I know what you are thinking: “But Steve, leisure clothes are so comfortable.”

Maybe for you, but how about for the rest of us who have to look at you? When was the last time you walked down the streets and commented on how nice someone’s Hard Rock Café T-shirt looked? Or when you last noted how a person’s fluffy white Reeboks complimented their ankles? I’ll take a guess: Never.

When a woman or man takes time to dress in the morning: Making sure their shoes are shined, their jacket pressed. Tying on a scarf or tie that picks up a color in their shirt or a line in their pinstripe. Checking themselves in the mirror to make sure the whole assemblage looks right before heading out the door. When a person does this they give a gift to the world;  they are a walking piece of art. Sure it might hurt a little: the shoes pinch and the jacket is hot, but it’s a selfless sacrifice. Such a person dresses for the public, not merely for themselves.

But what of the person dressed in comfort clothes? Who are they dressing for? Easy answer: Themselves. We are used to calling women and men who dress to the nines “vain,” condemning them as self-obsessed. This gets it backwards. It is those who dress without a thought to what the rest of us on the street have to look at who are selfish. They give us nothing and themselves everything.  Leisure wear is  the manifestation of an alienated bourgeois individualism; the well turned out man or woman is the paragon of public, socialist virtue.
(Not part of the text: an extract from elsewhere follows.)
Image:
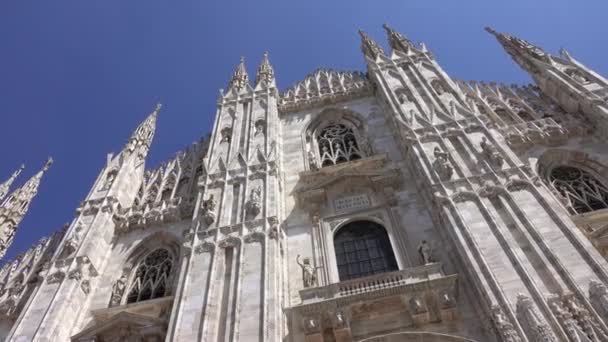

Again you raise objections: “But everybody wears leisure clothes, they’re egalitarian.”

You have half a point. Everybody is in leisure wear. Last week I opened the newspaper and there’s our President relaxing on the golf course wearing expandable waste trousers and a polo shirt. He looks just like the rest of us.

And that, comrades, is part of the problem.

At one time the elite was nervous about us all looking alike, passing sumptuary laws to preserve visual lines of power. An English proclamation of 1597, for instance. forbid all those below the rank of Earl and Knights of the Garter from wearing “Silke of purple color.” Later, on these shores, the New York Tribune of 1895 sniffed disapprovingly about the “dress parade” of African Americans who strolled up and down “African Broadway” on 7th Avenue between 27th and 40th streets, decked out in fine clothes, dressing above their station.

But we live in different, more “democratic,” times now. A pinko like me can dress like a proper bourgeois and George Bush can dress like a retired postal worker barbecuing in his back yard. Surely this is progress, a triumph of egalitarianism.

It is not.

We may all look the same but we are decidedly not the same. George Bush has more money, more power, and more privilege than me or you or any retired postal worker will ever have.

In the old days you could tell who the elite was: they were the ones with mutton chop sideburns, long black coats and high stovepipe hats. That’s also what made them vulnerable: their distinctive dress was an open rebuke to a so-called democracy. Today, however, they walk among us, blending into the sea of khakis. Over the past few centuries of democracy the elite may have had to abandon some of their arrogant privilege – no longer can they ride rough over the fields of peasants during their fox hunts – but they’ve received something far more valuable in return: invisibility.

Let the elite have leisure wear, it’s time for us to reclaim the suit!